Mentre continuavo a guardarla, lentamente ho iniziato a vederla non più con i miei occhi ma con i suoi, a riconoscere la donna nascosta in lei, come un volto femminile appoggiato a pesanti sbarre. Io sono molto fiera di alcune realtà sanitarie italiane, una delle quali è appunto il percorso cui faceva riferimento Eva, che porta dapprima alla diagnosi di Disturbo di identità di genere, oggi si chiama Disforia di genere, e che è necessaria per accedere al cambiamento di sesso tramite il Servizio Sanitario Nazionale.

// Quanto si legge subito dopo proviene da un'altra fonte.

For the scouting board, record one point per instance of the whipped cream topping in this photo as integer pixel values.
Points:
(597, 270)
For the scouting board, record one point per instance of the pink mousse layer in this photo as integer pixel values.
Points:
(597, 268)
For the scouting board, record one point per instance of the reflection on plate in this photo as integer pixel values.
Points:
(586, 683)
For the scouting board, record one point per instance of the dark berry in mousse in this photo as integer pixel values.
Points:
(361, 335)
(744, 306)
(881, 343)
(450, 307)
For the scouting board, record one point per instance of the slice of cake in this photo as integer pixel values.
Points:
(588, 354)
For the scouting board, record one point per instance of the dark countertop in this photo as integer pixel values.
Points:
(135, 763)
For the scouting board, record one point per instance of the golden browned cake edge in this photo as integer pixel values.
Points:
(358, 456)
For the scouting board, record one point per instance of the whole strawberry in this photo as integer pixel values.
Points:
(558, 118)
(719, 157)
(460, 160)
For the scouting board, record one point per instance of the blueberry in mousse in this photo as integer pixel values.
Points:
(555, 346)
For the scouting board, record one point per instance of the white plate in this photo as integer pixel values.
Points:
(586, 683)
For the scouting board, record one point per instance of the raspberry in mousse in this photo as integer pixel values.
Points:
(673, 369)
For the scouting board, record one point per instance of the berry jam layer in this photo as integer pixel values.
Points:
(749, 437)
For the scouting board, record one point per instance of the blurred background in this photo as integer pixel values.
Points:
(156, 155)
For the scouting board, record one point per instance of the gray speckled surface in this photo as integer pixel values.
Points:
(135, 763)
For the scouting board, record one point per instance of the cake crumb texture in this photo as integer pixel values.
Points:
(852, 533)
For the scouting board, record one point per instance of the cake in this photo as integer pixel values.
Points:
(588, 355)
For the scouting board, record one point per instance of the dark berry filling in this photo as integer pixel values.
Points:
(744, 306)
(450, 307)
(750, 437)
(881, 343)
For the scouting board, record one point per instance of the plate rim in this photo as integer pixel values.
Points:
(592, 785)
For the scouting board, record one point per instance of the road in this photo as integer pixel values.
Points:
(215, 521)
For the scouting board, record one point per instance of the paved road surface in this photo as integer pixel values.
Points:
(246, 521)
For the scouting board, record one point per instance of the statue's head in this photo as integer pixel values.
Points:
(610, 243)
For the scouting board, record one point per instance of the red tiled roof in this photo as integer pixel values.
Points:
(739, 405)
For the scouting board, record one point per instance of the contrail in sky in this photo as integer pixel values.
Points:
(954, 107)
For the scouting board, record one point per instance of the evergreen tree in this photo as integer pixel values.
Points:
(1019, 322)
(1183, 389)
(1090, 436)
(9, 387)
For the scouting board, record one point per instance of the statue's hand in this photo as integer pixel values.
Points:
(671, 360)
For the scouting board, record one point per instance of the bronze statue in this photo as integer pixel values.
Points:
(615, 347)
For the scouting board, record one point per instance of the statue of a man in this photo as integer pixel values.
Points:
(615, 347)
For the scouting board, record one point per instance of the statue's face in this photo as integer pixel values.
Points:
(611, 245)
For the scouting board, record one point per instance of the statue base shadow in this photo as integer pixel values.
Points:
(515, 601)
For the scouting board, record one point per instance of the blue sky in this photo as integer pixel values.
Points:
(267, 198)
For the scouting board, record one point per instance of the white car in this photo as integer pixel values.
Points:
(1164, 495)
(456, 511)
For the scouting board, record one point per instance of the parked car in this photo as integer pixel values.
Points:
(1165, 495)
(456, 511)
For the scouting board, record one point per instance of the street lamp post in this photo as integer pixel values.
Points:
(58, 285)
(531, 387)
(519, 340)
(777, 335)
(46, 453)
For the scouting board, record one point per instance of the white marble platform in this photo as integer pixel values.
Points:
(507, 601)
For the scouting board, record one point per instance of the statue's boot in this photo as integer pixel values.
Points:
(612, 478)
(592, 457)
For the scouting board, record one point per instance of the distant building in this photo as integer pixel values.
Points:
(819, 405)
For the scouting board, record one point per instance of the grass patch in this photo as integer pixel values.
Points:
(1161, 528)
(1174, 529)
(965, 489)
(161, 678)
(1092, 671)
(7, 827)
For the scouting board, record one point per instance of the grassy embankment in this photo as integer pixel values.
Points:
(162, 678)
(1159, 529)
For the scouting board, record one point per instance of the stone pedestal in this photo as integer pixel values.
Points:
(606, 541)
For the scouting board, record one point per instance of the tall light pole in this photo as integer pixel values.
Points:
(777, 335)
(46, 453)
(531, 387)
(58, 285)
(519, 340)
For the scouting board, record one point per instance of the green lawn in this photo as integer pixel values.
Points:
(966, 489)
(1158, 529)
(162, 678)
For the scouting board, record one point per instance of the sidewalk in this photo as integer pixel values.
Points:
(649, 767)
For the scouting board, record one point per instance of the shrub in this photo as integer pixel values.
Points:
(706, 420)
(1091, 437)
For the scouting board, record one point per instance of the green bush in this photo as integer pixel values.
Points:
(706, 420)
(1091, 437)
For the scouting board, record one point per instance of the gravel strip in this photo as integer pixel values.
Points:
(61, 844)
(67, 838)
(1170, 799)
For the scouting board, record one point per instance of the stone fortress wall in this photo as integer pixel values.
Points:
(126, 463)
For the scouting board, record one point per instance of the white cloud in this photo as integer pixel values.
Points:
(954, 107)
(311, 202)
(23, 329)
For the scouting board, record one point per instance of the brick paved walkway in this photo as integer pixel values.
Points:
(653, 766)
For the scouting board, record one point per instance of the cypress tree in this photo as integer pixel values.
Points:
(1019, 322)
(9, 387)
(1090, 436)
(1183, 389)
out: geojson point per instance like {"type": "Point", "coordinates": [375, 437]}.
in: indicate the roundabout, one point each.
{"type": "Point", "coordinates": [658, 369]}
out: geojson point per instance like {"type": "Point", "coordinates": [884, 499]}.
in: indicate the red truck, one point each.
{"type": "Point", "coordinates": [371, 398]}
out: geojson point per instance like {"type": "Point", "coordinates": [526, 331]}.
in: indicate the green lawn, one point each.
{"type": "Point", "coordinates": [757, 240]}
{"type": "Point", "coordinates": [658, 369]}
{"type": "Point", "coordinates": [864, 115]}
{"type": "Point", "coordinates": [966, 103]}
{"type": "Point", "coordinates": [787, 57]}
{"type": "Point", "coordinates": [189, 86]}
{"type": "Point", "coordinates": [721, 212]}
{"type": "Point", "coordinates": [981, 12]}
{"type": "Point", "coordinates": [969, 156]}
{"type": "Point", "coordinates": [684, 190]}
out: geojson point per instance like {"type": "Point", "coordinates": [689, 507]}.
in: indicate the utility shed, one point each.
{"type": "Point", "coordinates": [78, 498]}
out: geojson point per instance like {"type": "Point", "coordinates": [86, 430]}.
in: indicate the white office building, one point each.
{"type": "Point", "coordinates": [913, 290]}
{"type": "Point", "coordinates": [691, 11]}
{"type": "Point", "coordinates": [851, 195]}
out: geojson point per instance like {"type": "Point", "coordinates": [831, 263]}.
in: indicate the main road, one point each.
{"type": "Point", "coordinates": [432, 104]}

In parole povere non si tratta di persone omosessuali ma di persone che non si riconoscono nel sesso anagrafico e profondamente sentono di appartenere all’altro sesso, convinzione che viene ascoltata e poi assecondata dallo stato tramite un intervento chirurgico.
Abbiamo iniziato a vederci con regolarità, lunghi mesi nei quali Eva faceva il percorso psicologico e contemporaneamente assumeva antiandrogeni e estrogeni, aveva un aspetto sempre più femminile, i biondi capelli che ormai portava lunghi e il vestiario da donna, ricordo che abbiamo spesso parlato anche di vestiti perché Eva aveva gusto e raffinatezza nell’abbigliamento, vi assicuro che ormai avevo davanti a me una vera e propria ragazza, chic e femminile. È stato un periodo molto doloroso. Eva aveva documenti nei quali si chiamava ancora Adamo: immaginate le umiliazioni subite da chi non sa vedere oltre le apparenze e considera sbagliato ciò che non capisce, gli insulti di alcuni coetanei verso una persona dal sesso indefinito, la difficoltà di presentarsi a un colloquio di lavoro con questa dissociazione tra aspetto fisico e sesso anagrafico, la disapprovazione della famiglia, insomma la profonda solitudine di essere diversi dagli altri.
Di quel tempo ricordo il suo dolore eppure la determinazione incrollabile di volere essere donna, di fuggire da una identità che non sentiva sua, non vi nascondo che ho sofferto con lei, che l’ho ammirata e ho imparato molto sull’essere donna da questa gentile persona che con lo scalpello ormonale si stava inventando, passo dopo passo.
Dopo anni è arrivato il momento dell’intervento, come lei io ero molto emozionata e sono andata a trovarla durante la degenza. “Io sono nata due volte, festeggerò il mio secondo compleanno nel giorno dell’operazione” mi ha detto sorridendo con grande serenità, un’espressione che alle volte è sul volto delle donne che hanno appena partorito, come se tutto ciò che stava vivendo fosse quanto di più naturale potesse accadere.
Oggi Eva è sposata, lavora nel campo della moda, è una donna come tante altre, la vedo spesso per il bilanciamento della terapia ormonale sostitutiva e mi sembra impossibile di avere un tempo conosciuto Adamo, che Eva ha voluto abbandonare per vivere la sua vera identità, come una statua di Michelangelo.